The second study involved 621 Greek-speaking adults (325 women and 285 men). Participants rated all 104 reasons identified in the original study on a 5-point scale. Reasons were presented in random order, after which participants provided demographic information. The researchers investigated how individual reasons fall into broader categories and higher-order domains, ranked their perceived importance, and assessed whether ratings differed by gender and age while accounting for relationship status.
Study 1 identified 104 distinct reasons that may motivate people to form lasting close relationships. In the second study, 89 of these reasons were retained and organized into 13 broader categories. These include emotional support, freedom from family and peer pressure, romantic attraction and connection, avoidance of loneliness, sexual fulfillment, personal growth, the pursuit of true love, financial support, family formation, the need for companionship, creating positive experiences, emotional fulfillment and happiness, and revenge.
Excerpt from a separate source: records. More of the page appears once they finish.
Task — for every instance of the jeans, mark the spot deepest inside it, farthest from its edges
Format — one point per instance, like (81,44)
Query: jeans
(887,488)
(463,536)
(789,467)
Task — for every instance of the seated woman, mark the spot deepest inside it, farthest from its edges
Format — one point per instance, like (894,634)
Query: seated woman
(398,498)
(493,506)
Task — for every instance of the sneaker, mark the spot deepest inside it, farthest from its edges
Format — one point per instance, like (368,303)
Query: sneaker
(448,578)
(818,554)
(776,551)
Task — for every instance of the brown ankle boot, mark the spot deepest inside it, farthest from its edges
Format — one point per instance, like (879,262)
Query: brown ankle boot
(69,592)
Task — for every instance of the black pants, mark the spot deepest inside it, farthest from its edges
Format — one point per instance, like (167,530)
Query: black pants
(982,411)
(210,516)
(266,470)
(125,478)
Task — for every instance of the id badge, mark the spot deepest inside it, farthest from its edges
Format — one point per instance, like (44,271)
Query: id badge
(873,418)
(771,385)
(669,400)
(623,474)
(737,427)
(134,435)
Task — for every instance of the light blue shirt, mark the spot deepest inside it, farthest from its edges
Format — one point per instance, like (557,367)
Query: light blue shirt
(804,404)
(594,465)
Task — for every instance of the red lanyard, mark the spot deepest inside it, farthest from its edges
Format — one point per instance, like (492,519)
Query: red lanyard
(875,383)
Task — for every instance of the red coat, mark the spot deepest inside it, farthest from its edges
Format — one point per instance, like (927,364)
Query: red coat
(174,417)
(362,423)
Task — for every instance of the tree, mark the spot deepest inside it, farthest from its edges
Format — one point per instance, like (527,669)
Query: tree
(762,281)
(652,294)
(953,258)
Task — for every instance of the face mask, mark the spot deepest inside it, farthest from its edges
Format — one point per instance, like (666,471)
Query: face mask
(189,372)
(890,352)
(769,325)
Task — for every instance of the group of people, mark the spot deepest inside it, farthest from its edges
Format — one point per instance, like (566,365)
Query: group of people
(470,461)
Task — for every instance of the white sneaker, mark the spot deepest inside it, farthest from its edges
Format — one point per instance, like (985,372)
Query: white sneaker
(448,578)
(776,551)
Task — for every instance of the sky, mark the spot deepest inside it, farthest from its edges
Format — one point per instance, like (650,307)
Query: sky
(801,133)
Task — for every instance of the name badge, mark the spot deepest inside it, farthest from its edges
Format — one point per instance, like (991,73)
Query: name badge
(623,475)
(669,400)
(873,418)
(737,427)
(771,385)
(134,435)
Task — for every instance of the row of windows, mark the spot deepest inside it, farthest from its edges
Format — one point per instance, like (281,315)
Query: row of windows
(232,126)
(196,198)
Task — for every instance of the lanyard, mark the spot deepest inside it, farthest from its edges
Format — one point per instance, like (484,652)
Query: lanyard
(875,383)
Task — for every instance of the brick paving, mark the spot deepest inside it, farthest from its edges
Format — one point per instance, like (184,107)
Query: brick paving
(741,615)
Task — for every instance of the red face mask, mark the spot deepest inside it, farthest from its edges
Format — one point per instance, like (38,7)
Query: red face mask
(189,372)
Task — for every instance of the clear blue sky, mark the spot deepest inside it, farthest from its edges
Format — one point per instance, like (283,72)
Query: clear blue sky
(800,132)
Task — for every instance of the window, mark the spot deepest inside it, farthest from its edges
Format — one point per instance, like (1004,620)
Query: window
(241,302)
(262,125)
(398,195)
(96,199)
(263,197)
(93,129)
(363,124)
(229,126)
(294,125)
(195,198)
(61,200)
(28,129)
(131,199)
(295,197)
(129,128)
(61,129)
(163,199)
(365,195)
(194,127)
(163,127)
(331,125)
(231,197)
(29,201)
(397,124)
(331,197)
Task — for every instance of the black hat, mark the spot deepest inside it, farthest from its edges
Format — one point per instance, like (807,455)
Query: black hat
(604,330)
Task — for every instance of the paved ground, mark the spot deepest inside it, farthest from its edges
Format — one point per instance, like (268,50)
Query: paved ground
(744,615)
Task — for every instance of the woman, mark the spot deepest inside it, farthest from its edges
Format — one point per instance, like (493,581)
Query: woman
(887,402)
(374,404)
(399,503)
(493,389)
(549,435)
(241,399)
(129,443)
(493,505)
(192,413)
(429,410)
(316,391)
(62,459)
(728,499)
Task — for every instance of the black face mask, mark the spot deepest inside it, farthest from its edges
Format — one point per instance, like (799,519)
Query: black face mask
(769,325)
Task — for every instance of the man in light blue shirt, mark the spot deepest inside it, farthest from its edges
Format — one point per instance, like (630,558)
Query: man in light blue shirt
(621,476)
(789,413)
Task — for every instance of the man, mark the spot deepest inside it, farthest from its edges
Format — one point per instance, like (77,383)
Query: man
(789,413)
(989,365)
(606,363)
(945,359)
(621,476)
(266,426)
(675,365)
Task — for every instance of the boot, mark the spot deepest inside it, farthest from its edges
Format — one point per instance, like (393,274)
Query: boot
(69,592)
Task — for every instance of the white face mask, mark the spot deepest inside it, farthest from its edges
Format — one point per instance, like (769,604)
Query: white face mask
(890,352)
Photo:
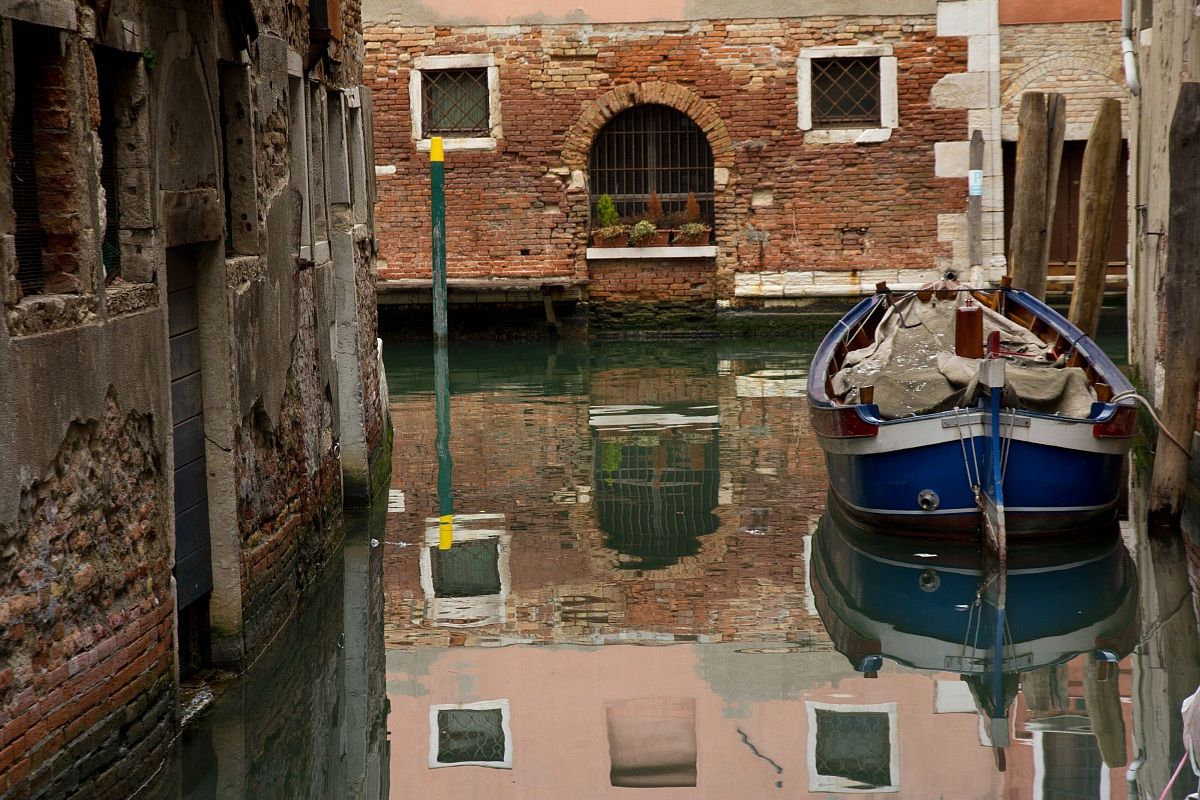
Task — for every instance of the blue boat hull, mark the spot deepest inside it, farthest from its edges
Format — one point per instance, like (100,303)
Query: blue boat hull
(1044,486)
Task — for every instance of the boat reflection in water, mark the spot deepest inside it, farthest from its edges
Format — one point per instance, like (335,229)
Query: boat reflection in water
(945,606)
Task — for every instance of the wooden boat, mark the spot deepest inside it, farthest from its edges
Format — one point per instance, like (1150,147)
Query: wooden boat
(1024,422)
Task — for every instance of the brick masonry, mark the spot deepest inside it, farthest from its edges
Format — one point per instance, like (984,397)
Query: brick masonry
(1078,60)
(781,203)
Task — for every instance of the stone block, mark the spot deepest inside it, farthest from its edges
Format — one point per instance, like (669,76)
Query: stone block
(952,158)
(960,90)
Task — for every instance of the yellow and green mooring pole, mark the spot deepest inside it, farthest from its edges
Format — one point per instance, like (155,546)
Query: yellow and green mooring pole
(441,356)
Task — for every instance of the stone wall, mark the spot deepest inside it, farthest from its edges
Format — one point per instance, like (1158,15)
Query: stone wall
(166,143)
(1080,60)
(786,199)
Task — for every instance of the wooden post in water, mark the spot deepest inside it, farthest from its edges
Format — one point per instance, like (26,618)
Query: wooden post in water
(975,200)
(1056,131)
(1030,197)
(1097,191)
(1181,287)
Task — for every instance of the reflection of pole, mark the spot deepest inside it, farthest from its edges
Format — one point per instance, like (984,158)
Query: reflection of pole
(438,212)
(445,464)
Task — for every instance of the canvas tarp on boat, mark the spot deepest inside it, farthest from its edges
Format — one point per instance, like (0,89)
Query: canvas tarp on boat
(913,370)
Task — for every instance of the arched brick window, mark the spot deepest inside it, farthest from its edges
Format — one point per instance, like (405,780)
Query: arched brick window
(652,149)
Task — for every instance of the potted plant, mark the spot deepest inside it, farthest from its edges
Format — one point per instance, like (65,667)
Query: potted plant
(653,215)
(693,232)
(609,230)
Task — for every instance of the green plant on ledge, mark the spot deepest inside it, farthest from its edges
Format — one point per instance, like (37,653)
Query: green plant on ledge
(642,233)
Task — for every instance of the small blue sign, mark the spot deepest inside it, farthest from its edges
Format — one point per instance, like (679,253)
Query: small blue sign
(975,182)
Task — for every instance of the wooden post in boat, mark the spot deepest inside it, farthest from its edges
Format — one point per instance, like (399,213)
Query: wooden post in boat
(1030,197)
(1181,286)
(975,202)
(1097,191)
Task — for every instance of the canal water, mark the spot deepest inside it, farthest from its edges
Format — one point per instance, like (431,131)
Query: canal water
(618,576)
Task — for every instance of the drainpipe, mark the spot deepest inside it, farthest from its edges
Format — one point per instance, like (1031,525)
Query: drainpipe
(1127,54)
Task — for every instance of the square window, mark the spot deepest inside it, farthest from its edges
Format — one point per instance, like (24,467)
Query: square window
(456,97)
(455,102)
(846,92)
(852,747)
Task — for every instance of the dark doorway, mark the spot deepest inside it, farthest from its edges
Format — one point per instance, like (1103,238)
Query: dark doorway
(193,560)
(1065,235)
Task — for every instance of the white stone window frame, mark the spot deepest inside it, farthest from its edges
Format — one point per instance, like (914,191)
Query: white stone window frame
(424,64)
(889,108)
(820,782)
(484,705)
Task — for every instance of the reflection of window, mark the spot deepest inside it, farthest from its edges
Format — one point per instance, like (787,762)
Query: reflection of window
(467,583)
(467,569)
(652,743)
(472,734)
(852,747)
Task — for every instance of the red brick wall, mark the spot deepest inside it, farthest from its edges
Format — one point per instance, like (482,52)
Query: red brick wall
(521,197)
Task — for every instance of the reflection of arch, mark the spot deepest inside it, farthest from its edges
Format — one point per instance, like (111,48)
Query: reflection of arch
(601,109)
(655,489)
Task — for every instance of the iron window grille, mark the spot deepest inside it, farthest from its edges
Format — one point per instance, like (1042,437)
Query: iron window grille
(30,274)
(471,735)
(455,103)
(855,745)
(846,92)
(652,150)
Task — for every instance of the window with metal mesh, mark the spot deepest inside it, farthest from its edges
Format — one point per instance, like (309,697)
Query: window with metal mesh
(454,103)
(471,735)
(856,746)
(652,150)
(23,156)
(467,569)
(1073,765)
(846,92)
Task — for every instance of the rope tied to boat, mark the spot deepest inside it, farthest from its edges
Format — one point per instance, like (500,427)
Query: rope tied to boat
(1133,395)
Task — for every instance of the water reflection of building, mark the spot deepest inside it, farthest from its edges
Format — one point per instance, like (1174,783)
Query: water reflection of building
(655,470)
(647,459)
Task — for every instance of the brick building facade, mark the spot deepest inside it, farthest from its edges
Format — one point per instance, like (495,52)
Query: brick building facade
(187,358)
(799,206)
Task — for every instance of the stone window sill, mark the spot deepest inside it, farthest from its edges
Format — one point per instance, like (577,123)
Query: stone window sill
(652,253)
(847,136)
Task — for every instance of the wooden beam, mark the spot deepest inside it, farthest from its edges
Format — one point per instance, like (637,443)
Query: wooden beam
(1097,192)
(975,202)
(1030,196)
(1181,323)
(1056,131)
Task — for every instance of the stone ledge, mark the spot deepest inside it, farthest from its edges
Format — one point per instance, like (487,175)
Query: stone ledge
(649,253)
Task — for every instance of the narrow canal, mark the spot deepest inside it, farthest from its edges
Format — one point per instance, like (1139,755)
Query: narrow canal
(641,588)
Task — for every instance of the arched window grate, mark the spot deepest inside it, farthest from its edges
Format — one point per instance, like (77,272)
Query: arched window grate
(652,149)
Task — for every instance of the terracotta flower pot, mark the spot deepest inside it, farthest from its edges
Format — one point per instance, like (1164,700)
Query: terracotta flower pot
(617,240)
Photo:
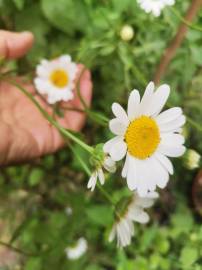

Most participants considered multiple motives to be important at the same time, typically endorsing between five and nine categories.
The most highly rated specific motivations were romantic attraction and connection, followed by seeking true love, creating positive experiences, and obtaining emotional support. Financial support, relief from social pressure, and revenge were among the least important motives.
The 13 categories formed two higher order domains: emotional fulfillment and instrumental reasons. Emotional fulfillment such as love, companionship, emotional support, positive experiences, sexual satisfaction, and personal well-being were rated significantly higher than instrumental motives such as gaining financial support, meeting social expectations, or making a former partner jealous.
Statistically, there were no significant gender differences between men and women in their motivations for seeking companionship. The age difference was more pronounced, with older participants placing more value on avoiding loneliness and having companions, but less on forming a family.
Of note, the participants were from Greek-speaking cultural backgrounds. The relative importance of affective and instrumental motives may differ in societies with different social expectations and levels of economic interdependence. Because the data relied on self-report, participants may have underreported certain instrumental motives, such as seeking financial support, out of a desire to present themselves favorably.
Overall, this study suggests that people generally seek lasting romantic relationships not for a single practical purpose, but because the relationships provide a combination of emotional connection, love, companionship, shared experiences, and personal fulfillment.
The study, “Why do people form close relationships? An exploratory investigation in a Greek-speaking sample,” was authored by Menelaos Apostolou and Louiza Neophytou.